In this case report, the definitive diagnostic was a soft tissue fusocellular fibrossarcoma, stage IA: T1 N0 M0 G3 [FNCLCC score 7: Tumour undifferentiation 3 (high-grade), Mitotic count 3 (regarding >20 mitosis per 10hpf), Tumour necrosis 1 (<50% tumour necrosis)]. The initial approach has been the excision of a primitive lesion of the skin, which revealed the fibrossarcoma, followed by completion of resection requiring additional margin enlargement and adjuvante radiotherapy, with no signs of relapse until today.

Acknowledgement

We would like to show our gratitude to Dr.
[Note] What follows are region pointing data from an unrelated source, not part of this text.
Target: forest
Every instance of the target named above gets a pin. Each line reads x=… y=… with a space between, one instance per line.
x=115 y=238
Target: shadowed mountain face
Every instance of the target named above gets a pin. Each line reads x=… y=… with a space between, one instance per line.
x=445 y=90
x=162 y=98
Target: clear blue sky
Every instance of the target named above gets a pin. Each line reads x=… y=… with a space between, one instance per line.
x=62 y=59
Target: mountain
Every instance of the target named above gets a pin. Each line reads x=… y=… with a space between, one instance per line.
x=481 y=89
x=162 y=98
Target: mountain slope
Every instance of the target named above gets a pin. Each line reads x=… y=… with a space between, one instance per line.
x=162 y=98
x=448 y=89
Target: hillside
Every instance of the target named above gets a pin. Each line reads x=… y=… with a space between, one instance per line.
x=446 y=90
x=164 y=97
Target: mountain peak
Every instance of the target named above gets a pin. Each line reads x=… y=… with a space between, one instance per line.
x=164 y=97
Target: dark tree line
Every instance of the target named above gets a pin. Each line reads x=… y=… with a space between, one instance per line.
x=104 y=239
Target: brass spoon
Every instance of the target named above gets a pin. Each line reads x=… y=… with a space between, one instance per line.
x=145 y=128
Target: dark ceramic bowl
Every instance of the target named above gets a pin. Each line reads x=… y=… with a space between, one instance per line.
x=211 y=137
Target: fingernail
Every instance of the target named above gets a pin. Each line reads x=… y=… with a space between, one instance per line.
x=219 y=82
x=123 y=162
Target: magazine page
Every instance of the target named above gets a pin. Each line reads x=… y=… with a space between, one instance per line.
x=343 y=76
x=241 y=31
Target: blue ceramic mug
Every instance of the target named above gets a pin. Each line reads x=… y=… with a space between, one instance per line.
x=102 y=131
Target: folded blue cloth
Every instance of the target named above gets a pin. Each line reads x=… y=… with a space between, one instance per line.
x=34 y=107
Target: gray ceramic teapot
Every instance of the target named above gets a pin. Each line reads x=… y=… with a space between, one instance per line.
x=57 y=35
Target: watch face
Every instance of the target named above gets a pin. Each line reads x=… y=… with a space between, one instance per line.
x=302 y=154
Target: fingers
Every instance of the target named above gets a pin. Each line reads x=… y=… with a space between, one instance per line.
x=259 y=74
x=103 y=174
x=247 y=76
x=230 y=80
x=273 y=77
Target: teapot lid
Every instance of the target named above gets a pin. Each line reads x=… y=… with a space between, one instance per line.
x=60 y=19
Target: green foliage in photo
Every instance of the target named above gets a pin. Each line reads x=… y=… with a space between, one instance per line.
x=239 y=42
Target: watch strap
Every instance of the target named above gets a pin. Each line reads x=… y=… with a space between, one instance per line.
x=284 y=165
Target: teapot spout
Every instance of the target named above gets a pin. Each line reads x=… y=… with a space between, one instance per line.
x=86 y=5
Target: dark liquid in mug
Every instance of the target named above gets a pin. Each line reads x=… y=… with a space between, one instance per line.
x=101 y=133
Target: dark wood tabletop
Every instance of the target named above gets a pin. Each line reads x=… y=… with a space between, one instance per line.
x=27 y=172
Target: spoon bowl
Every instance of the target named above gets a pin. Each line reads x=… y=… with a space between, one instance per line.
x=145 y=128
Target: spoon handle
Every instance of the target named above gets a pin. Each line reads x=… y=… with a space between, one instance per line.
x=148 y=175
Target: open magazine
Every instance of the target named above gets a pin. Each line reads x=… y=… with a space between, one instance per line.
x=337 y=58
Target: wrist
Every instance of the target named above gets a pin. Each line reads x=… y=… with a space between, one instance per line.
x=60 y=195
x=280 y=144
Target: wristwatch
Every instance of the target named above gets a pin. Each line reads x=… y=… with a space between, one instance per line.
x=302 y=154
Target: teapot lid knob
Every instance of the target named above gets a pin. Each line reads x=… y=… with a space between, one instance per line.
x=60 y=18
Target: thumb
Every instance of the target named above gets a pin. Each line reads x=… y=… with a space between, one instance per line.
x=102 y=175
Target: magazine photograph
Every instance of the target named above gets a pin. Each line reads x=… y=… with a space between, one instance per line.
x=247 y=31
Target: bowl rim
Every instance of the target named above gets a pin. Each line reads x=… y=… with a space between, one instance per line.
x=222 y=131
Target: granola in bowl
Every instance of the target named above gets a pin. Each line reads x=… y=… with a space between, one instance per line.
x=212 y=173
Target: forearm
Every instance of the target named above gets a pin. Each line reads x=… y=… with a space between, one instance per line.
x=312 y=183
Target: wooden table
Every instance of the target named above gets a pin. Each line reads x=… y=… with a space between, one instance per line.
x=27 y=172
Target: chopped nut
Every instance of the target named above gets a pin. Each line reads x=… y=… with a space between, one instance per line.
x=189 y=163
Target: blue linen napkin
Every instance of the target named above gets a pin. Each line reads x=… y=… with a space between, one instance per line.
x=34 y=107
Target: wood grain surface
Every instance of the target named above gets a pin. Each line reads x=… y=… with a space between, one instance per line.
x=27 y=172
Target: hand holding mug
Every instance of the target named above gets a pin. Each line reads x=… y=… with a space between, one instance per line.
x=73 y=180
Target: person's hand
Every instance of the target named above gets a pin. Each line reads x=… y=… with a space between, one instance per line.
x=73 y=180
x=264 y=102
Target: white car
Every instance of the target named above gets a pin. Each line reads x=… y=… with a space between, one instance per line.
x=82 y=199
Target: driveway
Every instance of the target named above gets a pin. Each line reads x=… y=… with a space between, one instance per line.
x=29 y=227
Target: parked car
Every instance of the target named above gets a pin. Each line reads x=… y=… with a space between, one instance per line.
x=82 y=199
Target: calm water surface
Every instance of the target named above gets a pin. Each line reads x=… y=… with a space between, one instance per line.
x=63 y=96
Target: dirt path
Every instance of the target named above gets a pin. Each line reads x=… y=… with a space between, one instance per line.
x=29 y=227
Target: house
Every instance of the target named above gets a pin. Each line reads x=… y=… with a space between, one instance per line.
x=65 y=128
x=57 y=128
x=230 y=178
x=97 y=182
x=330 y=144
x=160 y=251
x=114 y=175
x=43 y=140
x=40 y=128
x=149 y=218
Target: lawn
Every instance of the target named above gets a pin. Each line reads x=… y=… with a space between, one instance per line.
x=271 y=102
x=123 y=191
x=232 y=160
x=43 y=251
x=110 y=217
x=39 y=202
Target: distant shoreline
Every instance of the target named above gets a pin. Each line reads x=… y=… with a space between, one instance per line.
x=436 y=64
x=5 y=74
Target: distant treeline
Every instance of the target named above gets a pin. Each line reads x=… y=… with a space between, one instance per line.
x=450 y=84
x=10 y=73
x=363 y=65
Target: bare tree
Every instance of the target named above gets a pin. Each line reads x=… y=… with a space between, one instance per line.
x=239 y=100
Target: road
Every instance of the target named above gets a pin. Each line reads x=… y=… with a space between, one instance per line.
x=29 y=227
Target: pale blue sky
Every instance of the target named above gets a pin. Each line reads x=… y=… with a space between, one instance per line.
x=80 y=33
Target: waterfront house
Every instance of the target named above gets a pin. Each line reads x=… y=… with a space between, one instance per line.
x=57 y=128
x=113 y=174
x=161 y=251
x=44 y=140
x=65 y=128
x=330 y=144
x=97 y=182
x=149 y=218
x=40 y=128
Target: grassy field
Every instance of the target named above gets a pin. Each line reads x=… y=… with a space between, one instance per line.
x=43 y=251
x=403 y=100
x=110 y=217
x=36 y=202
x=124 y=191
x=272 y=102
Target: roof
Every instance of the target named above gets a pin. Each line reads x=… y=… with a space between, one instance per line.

Carlos Quintana (Head of Department) from Anatomical Pathology Department of the Espírito Santo Hospital in Evora, Portugal, for providing the images of the histopathologic analysis of this case´s specimen.

References

  1. National Comprehensive Cancer Center (NCCN) Guidelines, Clinical Practice Guidelines in Oncology, Soft Tissue Sarcoma; Version 6.2019; 2020.
  2. World Health Organization (WHO) classification of soft tissue tumours, 2013.
  3. Ryan, C and Meyer J. Clinical presentation, histopathology, diagnostic evaluation, and staging of soft tissue sarcoma; Up To Date; 2020.
  4. Casali P, Abecassis N, Bauer S, Biagini R, Bielack S and Bonvalot S, et al. Soft tissue and visceral sarcomas: ESMO–EURACAN Clinical Practice Guidelines for diagnosis, treatment and follow-up; Annals of Oncology. 2018; 29: 51–67.
  5. Dickey I. Fibrosarcoma. E-medicine, Medscape. 2018.
  6. Ramon Y, Cajal S. Tumores de celulas fusiformes. Servicio de Anatomia Patologica del Hospital Universitario Vall d’Hebron, Barcelona and Sociedad Espanola de Anatomia Patologica; Spain.

Citation: Reia M, Quintana C and Penalva Santos C. Neck Fusocellular Fibrosarcoma - A Rare Presentation of a Rare Disease. Austin J Clin Case Rep. 2020; 7(3): 1172.